As the Internet went international, there arose a need for emoticons that were understood globally, and the move from text-based emoticons to graphics occurred in 2000, when AOL began replacing typographical smilies with 16 detailed graphical representations, rendered on the familiar yellow background.

However, in the Far East, emoticons evolved differently: while western emoticons are read with your head tilted to the side, their eastern cousins are read horizontally, as normal type. These are referred to as Kaomoji, a contraction of the terms ‘face’ and ‘writing’, and began appearing around 1985 on the early Japanese social network service ASCII Net.

Emojis were developed in Japan

Emojis were developed in Japan

In February 1999, Japan’s major mobile phone operator NTT DoCoMo, launched i-mode – the world’s first mobile internet service, offering email, telephone banking, news, ticket reservations and internet access. By 2000 it had 6.5 million users.

The advent of email and text messaging in Japan brought with it its own problems. A lot of Japanese words are long and often have multiple meanings, which are lost in the brevity of electronic communication. The existing Kaomoji were still too complex to type in and so a young engineer called Shigetaka Kurita decided to add graphical icons to improve the i-mode user experience. He and his team designed a series of 176 12×12-pixel symbols depicting everything from facial expressions to everyday objects. Even though they were quite basic – Kurita wasn’t a trained designer – the phone companies took the symbols as they were and implemented them into their i-mode phones.

Emoji were incorporated into the iPhone firmware 2.2 released in 2008, and though originally intended for use in Japan on the Softbank network, people soon found a way of unlocking them elsewhere, too.

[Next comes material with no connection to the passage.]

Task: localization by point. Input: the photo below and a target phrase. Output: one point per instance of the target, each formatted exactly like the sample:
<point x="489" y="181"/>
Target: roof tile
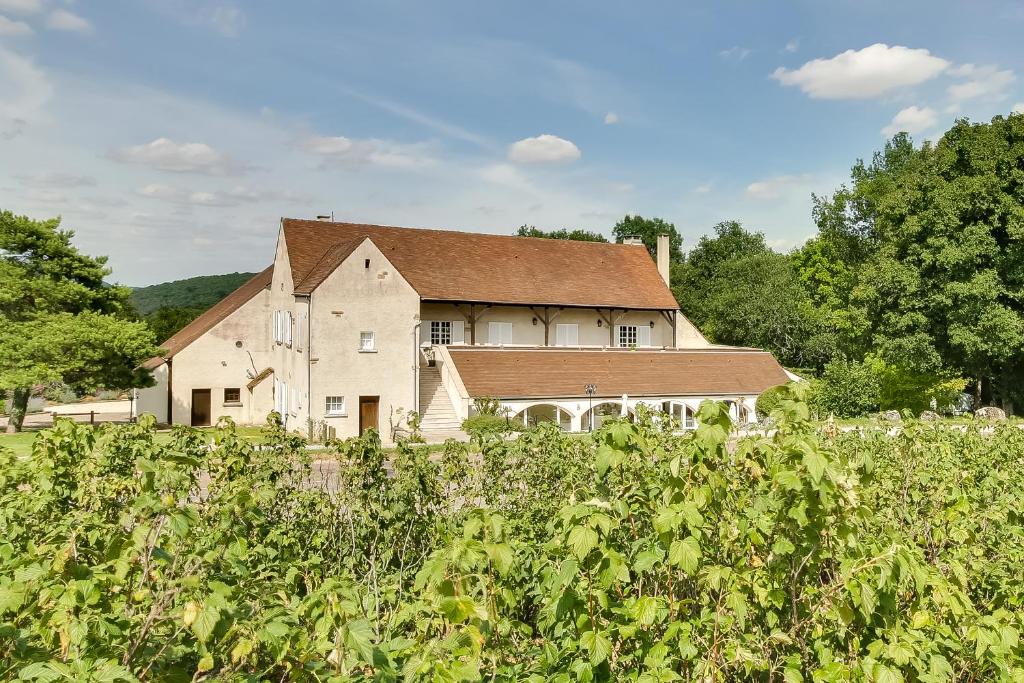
<point x="508" y="373"/>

After three years of requests by Apple and Google, in October 2010, version 6.0 of the Unicode Standard – a computing industry standard for encoding text was released including hundreds of Emoji symbols allowing them to be used more widely.

Unicode Consortium is a standards body for the encoding, representation, and handling of text

Unicode Consortium is a standards body for the encoding, representation, and handling of text

iPhone users were then able to add an entire Emoji keyboard onto their devices – even before third-party keyboard support came along in iOS 8. Within the Settings, they just needed to tap Keyboard, and add it as another language.

New Emoji icons are added with each iOS release and as of iOS 8 there are more then 845 of them, from buildings and vehicles, phases of the moon, plants, flowers and animals, and to a whole range of facial expressions, including the smiley face we all know and love.

That addition of third-party keyboard support also gave Emojis an even more expanded audience. These apps vary wildly in quality, but includes apps like Emoji Keyboard 2 – which allows users to use animated Emojis, and create more elaborate art using the icons, while an app like Emoji++ aims to improve usability and type faster with Emojis.

Of course, Emojis, like any cultural runaway hit, have faced controversy – due to  a lack of diversity. In current incarnations, Emojis generally follow the same shading, but plans are afoot to expand diversity. The Unicode Consortium is planning on including a font modifier into the Emoji set which will allow for five different skin tones for existing Emojis. This will likely appear in Version 8.0 of the standard, which is planned for June 2015.

Is this the diversity we're looking for?

Is this the diversity we’re looking for?

So while it may seem like Emojis have finally settled, finding their place in the world, the rich history of emoticons demonstrates how much has already happened to bring us the Emojis we have today. It looks like they will keep expanding, and become more diverse. But what’s next? How about Emojis you can interact with – with some voice recognition? Perhaps we’ll see whole new languages spawn – like latin, a language that can only be written down. Some will say we already have that. But to really know where Emojis will go in the future, we’ll just have to sit back and watch, with a smiley on our face.